Ketahanan Keluarga Kunci Cegah KDRT dan Kekerasan Anak, Ini Pesan Nawal Yasin

oleh
oleh

SEMARANG, MettaNEWS – Ketua Tim Penggerak Pemberdayaan dan Kesejahteraan Keluarga (TP PKK) Provinsi Jawa Tengah, Hj. Nawal Arafah Yasin, menegaskan pentingnya memperkuat ketahanan keluarga sebagai benteng utama menghadapi berbagai persoalan sosial, mulai dari stunting, kekerasan dalam rumah tangga (KDRT), hingga kekerasan terhadap perempuan dan anak.

Hal itu disampaikan Nawal dalam kegiatan Siraman Rohani bertema “Muharam Momentum Menata Hati Kokohkan Ketahanan Keluarga” yang digelar di Rumah Dinas Wakil Gubernur Jawa Tengah, Senin (6/7/2026). Kegiatan tersebut menghadirkan dosen filsafat UIN Sunan Kalijaga Yogyakarta, Dr. Fahrudin Faiz, sebagai narasumber dan dihadiri Wakil Gubernur Jawa Tengah Taj Yasin Maimoen yang mewakili Gubernur Ahmad Luthfi.

“Dari sekian banyak isu-isu strategis mengenai keluarga, mulai dari stunting, terus kekerasan, baik itu kekerasan dalam rumah tangga, kekerasan perempuan dan anak, dan sebagainya, itu penyebab yang pertama adalah kerentanan dalam keluarga,” ujar Nawal.

Menurutnya, ketahanan keluarga tidak hanya dibangun melalui pemenuhan kebutuhan ekonomi maupun fisik, tetapi juga memerlukan penguatan spiritual sebagai fondasi utama dalam menghadapi berbagai persoalan kehidupan.

Nawal mengatakan, kemampuan menata hati dan memperkuat keimanan akan melahirkan keluarga yang lebih harmonis, damai, dan tangguh menghadapi berbagai tantangan.

“Sehingga hari ini kita belajar, bagaimana agar kita bisa menata hati, agar kita bisa menciptakan keluarga yang kokoh, yang fondasinya penuh dengan keimanan, keluarga yang penuh kedamaian, kesejahteraan lahir batinnya,” katanya.

Pengasuh Pondok Pesantren Al-Anwar Rembang itu menambahkan, setiap keluarga pasti menghadapi ujian kehidupan. Karena itu, sikap sabar, tenang, dan kedekatan kepada Allah SWT menjadi bekal penting agar setiap persoalan dapat diselesaikan dengan bijaksana.

Sebagai teladan, Nawal mengangkat kisah Rasulullah SAW bersama Ali bin Abi Thalib dan Sayyidah Fatimah. Menurutnya, Rasulullah mengajarkan bahwa ketenangan batin tidak diperoleh melalui kemewahan dunia, melainkan dengan memperbanyak zikir dan mendekatkan diri kepada Allah SWT.

Sementara itu, narasumber kegiatan, Dr. Fahrudin Faiz, menekankan bahwa ketahanan keluarga juga sangat ditentukan oleh kualitas pengasuhan orang tua, terutama di tengah pesatnya perkembangan teknologi digital.

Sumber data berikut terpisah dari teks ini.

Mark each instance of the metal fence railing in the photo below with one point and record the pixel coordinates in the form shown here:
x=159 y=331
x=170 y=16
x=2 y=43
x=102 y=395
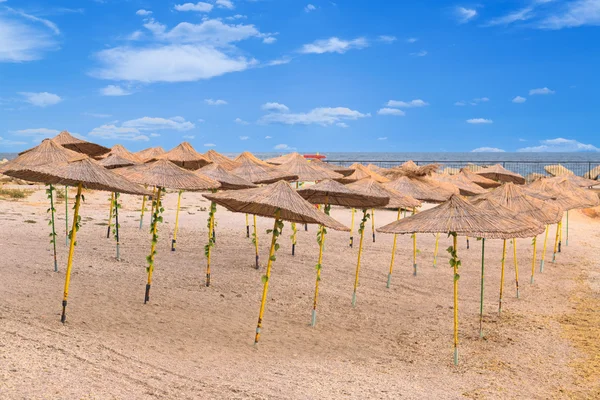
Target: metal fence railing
x=524 y=168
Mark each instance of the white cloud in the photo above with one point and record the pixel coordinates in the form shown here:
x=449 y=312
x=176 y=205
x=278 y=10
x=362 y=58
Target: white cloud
x=324 y=116
x=391 y=111
x=275 y=107
x=333 y=45
x=225 y=4
x=487 y=150
x=407 y=104
x=479 y=121
x=113 y=132
x=465 y=14
x=212 y=102
x=560 y=145
x=156 y=123
x=41 y=99
x=114 y=90
x=573 y=14
x=198 y=7
x=387 y=38
x=543 y=90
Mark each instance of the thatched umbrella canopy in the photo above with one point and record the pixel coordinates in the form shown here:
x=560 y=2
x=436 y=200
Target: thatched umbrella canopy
x=362 y=172
x=478 y=179
x=256 y=171
x=337 y=168
x=185 y=156
x=283 y=158
x=499 y=173
x=331 y=192
x=306 y=171
x=558 y=170
x=218 y=158
x=458 y=217
x=278 y=201
x=227 y=180
x=150 y=153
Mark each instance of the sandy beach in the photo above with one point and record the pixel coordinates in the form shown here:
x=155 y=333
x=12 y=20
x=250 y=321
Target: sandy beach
x=193 y=342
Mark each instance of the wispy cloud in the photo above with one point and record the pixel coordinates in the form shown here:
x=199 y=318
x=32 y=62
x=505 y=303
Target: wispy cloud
x=334 y=45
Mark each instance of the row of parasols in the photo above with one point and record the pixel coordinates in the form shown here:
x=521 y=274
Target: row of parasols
x=488 y=204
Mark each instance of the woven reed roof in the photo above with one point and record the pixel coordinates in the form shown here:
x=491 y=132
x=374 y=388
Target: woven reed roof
x=256 y=171
x=515 y=198
x=282 y=159
x=227 y=180
x=150 y=153
x=266 y=200
x=306 y=171
x=558 y=170
x=370 y=186
x=337 y=168
x=362 y=172
x=457 y=215
x=220 y=159
x=165 y=174
x=334 y=193
x=185 y=156
x=423 y=189
x=482 y=181
x=46 y=153
x=499 y=173
x=86 y=171
x=464 y=184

Ia mengingatkan, penggunaan gawai, permainan daring, dan media sosial perlu mendapat pendampingan yang memadai agar tidak berdampak negatif terhadap pembentukan karakter dan akhlak anak.

“Ketika ada kendali orang tua, anak kita jauh lebih terjaga. Bagaimana pun kita harus tetap mengkhawatirkan generasi, karena masa depan kita, termasuk bangsa, kuncinya di anak-anak kita,” tegasnya.

Melalui momentum Tahun Baru Islam 1448 Hijriah, Nawal berharap masyarakat semakin menyadari pentingnya membangun keluarga yang tangguh, tidak hanya dari sisi ekonomi, tetapi juga spiritual, sehingga mampu menjadi fondasi bagi lahirnya generasi yang sehat, berkarakter, dan berdaya saing.